Transforming Banking Sector


The financial services industry is inseparable from the well-established banking sector. Like 4G, the adoption of 5G will encourage the banking sector to change the paradigm of industry players in many ways. It is also significantly reforming the way they use technology, be it for internal operations or those involving direct customer service.

For example, it will shorten the waiting time for the new customer identity verification process, to checking the credit score of customers who want to apply for loans. It is possible thanks to the increase in network speed and the amount of accessed data. In addition, the implementation of AI technology also allows the improvement of customer complaints services performance to be better.

When banks upgrade their ATM and kiosk networks to 5G, the services provided to customers can also become faster, thus allowing their money to be accessed instantly. In addition, 5G can support the transformation of the banking business model from brick-and-mortar to digital. An example is facilitating teller services that is accessible from anywhere via a smartphone instead of visiting a branch office.


Transforming Payment Sector


With the adoption of 5G, mobile and digital payments are becoming more and more attractive for the public and ultimately increase their use. The quality of contactless payment services can improve and expand to a more sophisticated channels, such as wearable devices, IoT devices, and virtual reality – both AR and VR.

5G can also increase transaction security in terms of fraud prevention, and it also helps in decision-making based on accurate and real-time information. Low latency allows for faster data processing in verifying the nature of transactions, confirming transaction amounts, and monitoring the availability of funds. When combined with geolocation data and merchant ID, this technology can reduce the possibility of fraud to protect consumers.

The more equitable availability of 5G is expected to make cellular and internet penetration easier, since 4G and 3G networks are still more affordable for people in 3T (Terdepan, Terpencil, dan Tertinggal) regions. The existence of 5G support can encourage greater internet adoption. This allows for opportunities to empower consumers or merchants to become financial service agents who can facilitate online bill payments.

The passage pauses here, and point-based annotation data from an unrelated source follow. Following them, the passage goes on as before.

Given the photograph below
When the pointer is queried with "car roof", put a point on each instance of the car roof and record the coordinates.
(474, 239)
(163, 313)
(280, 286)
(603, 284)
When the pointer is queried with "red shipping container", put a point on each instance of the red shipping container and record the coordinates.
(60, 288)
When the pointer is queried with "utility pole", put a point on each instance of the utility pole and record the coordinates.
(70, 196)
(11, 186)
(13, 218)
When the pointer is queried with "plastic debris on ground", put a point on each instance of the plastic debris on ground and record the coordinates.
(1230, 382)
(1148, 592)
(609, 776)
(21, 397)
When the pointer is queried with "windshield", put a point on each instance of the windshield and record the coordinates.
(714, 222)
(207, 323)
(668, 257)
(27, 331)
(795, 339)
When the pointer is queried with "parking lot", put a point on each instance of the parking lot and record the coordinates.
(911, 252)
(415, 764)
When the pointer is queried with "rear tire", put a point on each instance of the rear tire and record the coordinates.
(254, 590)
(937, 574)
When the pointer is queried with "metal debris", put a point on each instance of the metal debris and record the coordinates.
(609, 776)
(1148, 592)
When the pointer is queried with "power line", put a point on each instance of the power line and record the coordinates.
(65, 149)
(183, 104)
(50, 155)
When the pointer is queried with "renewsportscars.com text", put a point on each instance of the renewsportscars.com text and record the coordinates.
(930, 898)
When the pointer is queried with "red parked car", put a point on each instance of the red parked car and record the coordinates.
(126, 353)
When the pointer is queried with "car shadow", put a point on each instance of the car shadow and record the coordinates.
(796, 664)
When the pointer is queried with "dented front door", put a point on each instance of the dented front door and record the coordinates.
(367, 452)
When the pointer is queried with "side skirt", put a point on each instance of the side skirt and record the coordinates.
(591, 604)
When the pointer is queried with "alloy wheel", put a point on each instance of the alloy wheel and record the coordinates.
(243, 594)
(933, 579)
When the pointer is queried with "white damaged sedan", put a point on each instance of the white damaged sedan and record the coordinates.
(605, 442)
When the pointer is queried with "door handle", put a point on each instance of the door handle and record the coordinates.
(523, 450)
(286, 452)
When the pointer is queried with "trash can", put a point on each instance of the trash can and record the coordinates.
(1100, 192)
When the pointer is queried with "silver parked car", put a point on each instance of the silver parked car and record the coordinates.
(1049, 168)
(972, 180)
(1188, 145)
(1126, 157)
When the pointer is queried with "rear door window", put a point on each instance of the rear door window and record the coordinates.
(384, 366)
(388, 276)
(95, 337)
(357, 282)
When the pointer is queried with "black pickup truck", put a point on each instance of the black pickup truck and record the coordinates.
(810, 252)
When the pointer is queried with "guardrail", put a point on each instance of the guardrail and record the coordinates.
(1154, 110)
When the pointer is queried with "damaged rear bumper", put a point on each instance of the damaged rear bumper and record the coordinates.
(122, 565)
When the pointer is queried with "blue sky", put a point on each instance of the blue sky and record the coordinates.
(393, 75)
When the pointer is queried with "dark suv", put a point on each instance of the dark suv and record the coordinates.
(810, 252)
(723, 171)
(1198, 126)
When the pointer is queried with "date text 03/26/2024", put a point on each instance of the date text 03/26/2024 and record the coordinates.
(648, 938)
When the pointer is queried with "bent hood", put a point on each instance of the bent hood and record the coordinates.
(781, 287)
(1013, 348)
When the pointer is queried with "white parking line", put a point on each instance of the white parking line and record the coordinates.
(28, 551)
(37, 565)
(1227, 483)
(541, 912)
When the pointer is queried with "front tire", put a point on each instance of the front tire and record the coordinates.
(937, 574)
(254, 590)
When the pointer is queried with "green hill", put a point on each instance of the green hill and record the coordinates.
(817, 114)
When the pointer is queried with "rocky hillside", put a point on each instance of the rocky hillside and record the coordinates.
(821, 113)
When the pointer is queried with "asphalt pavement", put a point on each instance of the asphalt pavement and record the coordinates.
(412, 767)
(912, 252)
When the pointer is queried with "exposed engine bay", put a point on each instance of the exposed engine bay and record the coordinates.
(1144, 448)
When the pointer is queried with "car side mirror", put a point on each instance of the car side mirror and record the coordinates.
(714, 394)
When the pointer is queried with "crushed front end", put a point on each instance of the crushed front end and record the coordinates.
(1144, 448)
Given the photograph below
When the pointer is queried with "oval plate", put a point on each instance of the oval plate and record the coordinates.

Improving Customer Experience


In the end, the benefit of every technological innovation that is born is for the convenience of customers. The adoption of 5G in the financial industry will be able to enhance their experience in accessing every available financial service in a more personalized manner.

For example, in addition to being used in customer complaint services, AI technology can also be used as a personal financial advisor that is accessible at any time. The use of big data supported by 5G also allows the financial services sector to personalize its services according to customer profiles.

Meanwhile, advanced technologies like AR and VR can also complement more immersive customers’ digital experiences. For example, help customers understand their banking transactions through visualizing financial reports, simulating various financial scenarios, providing interactive video features to explain a service, and conducting VR-based digital transactions.


Building Indonesia’s Digital Ecosystem Is a Joint Effort


Undeniably, 5G technology is a leap forward in technology. However, 5G also provides industry players with homework to change their mindset and synergize to ensure customers get the best experience. In addition, there is still the issue of data leakage lurking in Indonesia’s digital ecosystem.

Therefore, financial industry players need to implement a new entrepreneurial mindset to overcome the challenges that exist. Collaboration between 5G providers, banking, fintech, and payment system providers in creating new business platforms is expected to provide customers with a better transaction experience.

With proper implementation, 5G will remove many of the barriers that still existed in financial services, improve back-end and front-end operations, and create new collaboration opportunities. Meanwhile, on the customer side, the increase of mobility and lifestyle in the community can be supported by more dynamic and optimal solutions.